Open jpbede opened 4 years ago
Yeah, this is a difficult issue. Currently connections are grouped by destination domain but as you said a single MX can serve a bunch of domains. Usually the likes of Gmail/Hotmail etc should not care about connection counts too much but I've had problems with smaller hosts, eg. edu.ee that hosts a lot of school domains in Estonia – if someone sends a message to a mailing list that contains a lot of teachers in the *.edu.ee realm then the MX for it starts blocking really fast.
One solution would be to use MX domain name for grouping but this would require resolving DNS at queue time which currently is not done. At first glance it seems that replacing delivery.domain
in this line with MX hostname (probably using the one with highest priority sorted alphabetically) maybe fixes it.
DNS MX resolving can take a lot of time, this is why it is currently not done in queue time and instead kept as one of the last steps. Normally DNS queries are very fast but occasionally something hangs and it can take a lot of time or temporarily fail.
Sure, this isn't easy. And DNS resolving at queueing doesn't sounds reasonable for me. As you said, it can be slow.

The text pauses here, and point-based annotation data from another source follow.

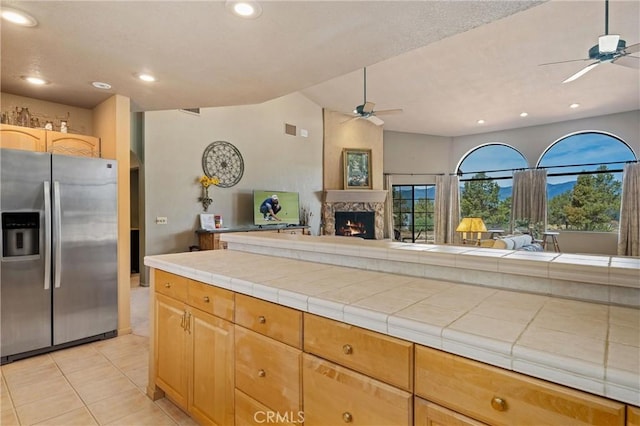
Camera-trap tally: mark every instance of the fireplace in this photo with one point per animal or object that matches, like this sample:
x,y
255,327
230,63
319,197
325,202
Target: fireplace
x,y
354,201
356,224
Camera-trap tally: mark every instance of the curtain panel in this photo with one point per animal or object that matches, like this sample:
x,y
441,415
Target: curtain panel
x,y
389,231
529,197
447,209
629,232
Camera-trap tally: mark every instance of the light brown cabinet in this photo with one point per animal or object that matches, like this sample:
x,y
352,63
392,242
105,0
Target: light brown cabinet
x,y
429,414
25,138
335,395
72,144
268,371
40,140
500,397
278,322
268,345
377,355
171,340
279,365
193,349
212,375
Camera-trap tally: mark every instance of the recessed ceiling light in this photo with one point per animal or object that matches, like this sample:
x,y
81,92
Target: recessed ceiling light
x,y
34,80
146,77
101,85
18,17
244,8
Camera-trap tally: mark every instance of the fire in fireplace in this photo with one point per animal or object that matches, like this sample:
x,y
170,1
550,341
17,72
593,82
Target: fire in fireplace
x,y
356,224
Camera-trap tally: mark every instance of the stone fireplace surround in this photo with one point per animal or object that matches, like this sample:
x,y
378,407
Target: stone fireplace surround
x,y
353,200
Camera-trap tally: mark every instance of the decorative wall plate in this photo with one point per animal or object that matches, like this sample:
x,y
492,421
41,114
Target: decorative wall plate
x,y
223,160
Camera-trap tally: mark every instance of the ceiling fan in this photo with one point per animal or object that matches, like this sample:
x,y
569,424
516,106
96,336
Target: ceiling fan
x,y
610,48
366,109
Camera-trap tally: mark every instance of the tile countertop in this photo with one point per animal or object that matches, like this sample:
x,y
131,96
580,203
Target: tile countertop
x,y
591,278
588,346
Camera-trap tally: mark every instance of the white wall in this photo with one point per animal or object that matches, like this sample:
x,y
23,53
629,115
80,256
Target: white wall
x,y
532,141
410,153
174,142
415,153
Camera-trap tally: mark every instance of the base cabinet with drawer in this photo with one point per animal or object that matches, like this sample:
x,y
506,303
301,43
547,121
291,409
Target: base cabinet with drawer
x,y
194,358
268,360
228,358
500,397
429,414
335,395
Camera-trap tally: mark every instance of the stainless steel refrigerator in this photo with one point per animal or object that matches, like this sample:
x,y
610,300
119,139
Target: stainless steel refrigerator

I've implemented a quick idea yesterday: https://github.com/jpbede/zone-mta/commit/21845964631a8fb2f8b38bbb191d98772482db81
What do you think about something like that ?
It uses the connectHook
of mx-connect. It writes a incrementing/decrementing lock to redis if a MX record is used.
Redis based locks can be difficult to handle. You want to avoid keeping counters in Redis forever (decresing value to 0 does not clear it). Also you have the risk that if ZoneMTA is restarted then you end up in a state where counters in Redis indicate that you can not make any new connections while in reality you have 0 connections against target host. Even if the counter expires automatically you are going to have an artificial delay while messages are queued but not delivered. That's why the current locking counters are kept in the master process - restarting service restarts all counters for the current instance. The same happens when a single connection dies and is restarted by the master - all the counters allocated by that process should be cleared.

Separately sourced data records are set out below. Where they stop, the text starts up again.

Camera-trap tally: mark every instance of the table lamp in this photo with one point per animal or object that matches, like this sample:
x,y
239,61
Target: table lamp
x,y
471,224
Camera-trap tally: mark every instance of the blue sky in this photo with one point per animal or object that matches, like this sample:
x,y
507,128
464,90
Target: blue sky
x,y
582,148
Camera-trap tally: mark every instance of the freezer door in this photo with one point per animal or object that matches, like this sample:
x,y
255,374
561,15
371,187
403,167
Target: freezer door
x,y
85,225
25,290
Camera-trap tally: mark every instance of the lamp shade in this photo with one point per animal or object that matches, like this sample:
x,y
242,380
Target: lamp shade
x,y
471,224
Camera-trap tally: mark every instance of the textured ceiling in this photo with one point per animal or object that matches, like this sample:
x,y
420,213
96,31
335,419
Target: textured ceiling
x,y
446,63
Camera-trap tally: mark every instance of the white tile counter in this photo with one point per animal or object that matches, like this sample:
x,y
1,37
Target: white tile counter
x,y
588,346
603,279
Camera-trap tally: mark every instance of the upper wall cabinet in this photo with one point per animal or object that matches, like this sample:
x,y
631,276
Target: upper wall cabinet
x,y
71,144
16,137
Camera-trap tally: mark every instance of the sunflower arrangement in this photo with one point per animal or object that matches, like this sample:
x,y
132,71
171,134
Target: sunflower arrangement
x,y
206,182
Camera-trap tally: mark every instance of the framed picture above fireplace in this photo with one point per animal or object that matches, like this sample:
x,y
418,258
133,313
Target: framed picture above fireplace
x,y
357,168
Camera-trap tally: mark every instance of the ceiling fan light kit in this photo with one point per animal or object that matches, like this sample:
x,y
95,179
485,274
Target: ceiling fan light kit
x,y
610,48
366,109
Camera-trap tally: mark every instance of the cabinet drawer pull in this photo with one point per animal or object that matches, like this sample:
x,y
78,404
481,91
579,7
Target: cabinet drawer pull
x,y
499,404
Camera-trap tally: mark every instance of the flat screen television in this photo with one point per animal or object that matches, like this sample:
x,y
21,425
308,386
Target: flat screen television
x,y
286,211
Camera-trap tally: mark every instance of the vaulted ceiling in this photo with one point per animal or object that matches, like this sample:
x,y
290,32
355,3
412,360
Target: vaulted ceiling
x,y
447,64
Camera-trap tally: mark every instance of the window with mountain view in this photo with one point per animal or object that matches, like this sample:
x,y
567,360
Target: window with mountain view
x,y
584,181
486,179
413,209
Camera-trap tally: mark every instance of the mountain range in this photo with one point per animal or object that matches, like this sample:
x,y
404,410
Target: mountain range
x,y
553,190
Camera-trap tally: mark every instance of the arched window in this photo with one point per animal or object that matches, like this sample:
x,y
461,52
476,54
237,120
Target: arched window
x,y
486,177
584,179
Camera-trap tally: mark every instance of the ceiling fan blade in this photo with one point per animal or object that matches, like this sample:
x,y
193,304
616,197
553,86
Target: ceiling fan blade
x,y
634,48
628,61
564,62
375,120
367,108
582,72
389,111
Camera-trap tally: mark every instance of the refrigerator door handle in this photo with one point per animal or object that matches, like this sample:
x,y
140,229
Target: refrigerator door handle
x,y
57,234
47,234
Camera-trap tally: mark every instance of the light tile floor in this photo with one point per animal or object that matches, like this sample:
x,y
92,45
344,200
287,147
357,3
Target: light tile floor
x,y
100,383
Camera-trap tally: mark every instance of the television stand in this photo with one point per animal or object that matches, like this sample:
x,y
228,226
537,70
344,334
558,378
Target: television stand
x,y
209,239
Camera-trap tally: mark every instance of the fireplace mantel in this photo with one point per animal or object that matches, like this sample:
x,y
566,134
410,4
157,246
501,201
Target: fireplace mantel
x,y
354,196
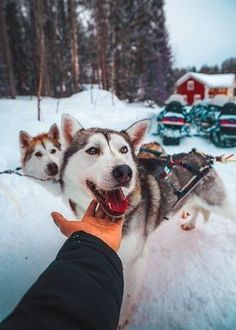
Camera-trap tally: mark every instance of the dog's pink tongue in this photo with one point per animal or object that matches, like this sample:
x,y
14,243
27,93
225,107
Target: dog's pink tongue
x,y
116,201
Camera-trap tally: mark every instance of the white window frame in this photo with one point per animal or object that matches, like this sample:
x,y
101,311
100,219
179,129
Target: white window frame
x,y
190,85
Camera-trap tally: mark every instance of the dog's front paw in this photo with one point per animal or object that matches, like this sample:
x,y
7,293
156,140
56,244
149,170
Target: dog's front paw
x,y
187,226
123,325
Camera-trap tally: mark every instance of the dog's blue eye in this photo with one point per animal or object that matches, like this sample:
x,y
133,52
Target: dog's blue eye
x,y
38,154
93,151
124,150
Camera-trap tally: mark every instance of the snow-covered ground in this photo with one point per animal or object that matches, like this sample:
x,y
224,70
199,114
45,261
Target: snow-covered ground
x,y
190,278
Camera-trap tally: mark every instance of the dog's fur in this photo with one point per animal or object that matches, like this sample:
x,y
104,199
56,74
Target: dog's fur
x,y
41,155
150,201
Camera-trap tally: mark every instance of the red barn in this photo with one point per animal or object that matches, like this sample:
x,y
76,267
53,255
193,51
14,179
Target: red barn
x,y
198,86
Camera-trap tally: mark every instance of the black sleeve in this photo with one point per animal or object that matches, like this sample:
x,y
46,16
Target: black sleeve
x,y
81,289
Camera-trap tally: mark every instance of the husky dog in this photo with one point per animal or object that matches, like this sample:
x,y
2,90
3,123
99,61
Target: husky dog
x,y
101,164
41,155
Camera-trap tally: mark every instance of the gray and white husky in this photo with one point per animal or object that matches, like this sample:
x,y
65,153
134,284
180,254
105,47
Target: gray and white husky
x,y
101,164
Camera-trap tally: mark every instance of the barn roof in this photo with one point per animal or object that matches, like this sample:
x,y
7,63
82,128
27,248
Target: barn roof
x,y
211,80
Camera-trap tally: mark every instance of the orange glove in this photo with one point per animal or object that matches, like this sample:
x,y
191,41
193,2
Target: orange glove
x,y
94,222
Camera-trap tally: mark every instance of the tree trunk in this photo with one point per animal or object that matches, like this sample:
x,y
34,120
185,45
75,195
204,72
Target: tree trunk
x,y
102,42
41,53
7,52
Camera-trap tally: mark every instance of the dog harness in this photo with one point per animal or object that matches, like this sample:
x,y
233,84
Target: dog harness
x,y
172,161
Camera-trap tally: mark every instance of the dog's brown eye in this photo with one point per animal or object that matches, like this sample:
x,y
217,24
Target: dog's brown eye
x,y
124,150
93,151
38,154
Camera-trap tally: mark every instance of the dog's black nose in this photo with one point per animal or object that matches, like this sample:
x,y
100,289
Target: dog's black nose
x,y
52,168
122,174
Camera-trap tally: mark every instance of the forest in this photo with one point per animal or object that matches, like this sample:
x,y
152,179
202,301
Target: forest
x,y
56,47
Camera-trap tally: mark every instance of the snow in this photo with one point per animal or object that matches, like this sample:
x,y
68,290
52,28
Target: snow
x,y
190,278
211,80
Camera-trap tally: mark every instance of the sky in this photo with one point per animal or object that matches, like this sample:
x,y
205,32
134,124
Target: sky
x,y
201,31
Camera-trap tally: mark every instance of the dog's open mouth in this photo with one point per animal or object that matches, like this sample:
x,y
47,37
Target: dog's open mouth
x,y
114,202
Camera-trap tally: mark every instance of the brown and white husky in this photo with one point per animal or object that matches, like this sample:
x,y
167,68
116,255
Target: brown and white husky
x,y
102,164
41,154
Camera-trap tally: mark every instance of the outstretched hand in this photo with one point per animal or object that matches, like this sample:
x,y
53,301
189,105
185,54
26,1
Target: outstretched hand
x,y
94,222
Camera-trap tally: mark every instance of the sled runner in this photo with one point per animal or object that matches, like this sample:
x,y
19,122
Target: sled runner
x,y
224,134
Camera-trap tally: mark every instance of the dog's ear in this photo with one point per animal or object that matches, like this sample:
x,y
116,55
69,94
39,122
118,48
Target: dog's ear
x,y
137,132
70,126
54,133
24,140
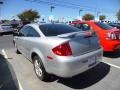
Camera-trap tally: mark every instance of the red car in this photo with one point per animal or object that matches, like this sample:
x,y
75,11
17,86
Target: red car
x,y
109,36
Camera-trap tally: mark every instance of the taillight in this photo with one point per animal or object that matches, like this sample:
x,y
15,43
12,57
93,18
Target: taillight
x,y
113,35
63,50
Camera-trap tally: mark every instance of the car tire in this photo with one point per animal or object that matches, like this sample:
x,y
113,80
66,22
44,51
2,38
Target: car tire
x,y
39,69
17,51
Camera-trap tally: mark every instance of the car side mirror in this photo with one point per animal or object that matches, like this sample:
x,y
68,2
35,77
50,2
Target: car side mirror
x,y
16,34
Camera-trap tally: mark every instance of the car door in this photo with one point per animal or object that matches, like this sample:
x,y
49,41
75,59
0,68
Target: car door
x,y
20,40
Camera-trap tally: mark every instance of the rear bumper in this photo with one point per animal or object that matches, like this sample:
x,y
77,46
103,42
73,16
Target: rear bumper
x,y
68,67
111,45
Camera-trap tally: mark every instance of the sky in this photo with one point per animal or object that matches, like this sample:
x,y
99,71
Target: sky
x,y
11,8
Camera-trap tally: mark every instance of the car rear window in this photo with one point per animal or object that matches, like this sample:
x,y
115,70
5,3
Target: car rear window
x,y
103,25
57,29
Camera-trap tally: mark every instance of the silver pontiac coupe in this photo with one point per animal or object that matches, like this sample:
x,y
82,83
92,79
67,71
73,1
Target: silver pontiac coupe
x,y
58,49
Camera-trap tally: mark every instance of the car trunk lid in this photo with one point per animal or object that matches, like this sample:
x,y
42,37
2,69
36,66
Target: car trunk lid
x,y
82,42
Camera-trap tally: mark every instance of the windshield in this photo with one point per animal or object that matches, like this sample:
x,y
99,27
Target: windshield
x,y
103,25
57,29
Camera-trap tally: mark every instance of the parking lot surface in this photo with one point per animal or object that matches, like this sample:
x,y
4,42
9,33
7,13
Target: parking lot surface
x,y
105,76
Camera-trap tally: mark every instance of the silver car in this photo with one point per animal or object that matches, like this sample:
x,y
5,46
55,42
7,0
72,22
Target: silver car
x,y
58,49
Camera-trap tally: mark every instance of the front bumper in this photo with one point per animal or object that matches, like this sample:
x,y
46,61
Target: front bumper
x,y
68,67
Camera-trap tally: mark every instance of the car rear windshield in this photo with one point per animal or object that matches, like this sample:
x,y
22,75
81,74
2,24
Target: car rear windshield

I think it would be easier to implement such MX counters also in the master process and not in Redis. This way you could more easily keep a separate counters object for each child process and when isFree
is called then sum the counter value for the same domain from each child process counter. When child process dies then the counter object can be cleared as well. If master is restarted then all counters are cleared.
You can send a remote request from child process to master process like this and then process and respond like this. Counter handling (in master process) would look something like this.
This sounds reasonable. I'm going to implement it and test it.
I've implemented it now https://github.com/jpbede/zone-mta/commit/bddd0a07057ec8c1a5dbc7b9240ca66bcfc62c21
But i'm currently not happy with the config option, should we use the maxConnections
of the domain config ?
Look good now 👍 And sure, config may be problematic though. For example you probably do not want to have the same limit both for Gmail and for some small host.
What do you think about a config option like this https://github.com/jpbede/zone-mta/commit/cf904c880aa62fde6b0757c5980605a81df69b0f ?
Seems great 👍
Great. I'm currently testing it in our cluster
Any updates here guys ? How is it looking ? Can we merge this live ? Would be really usefull.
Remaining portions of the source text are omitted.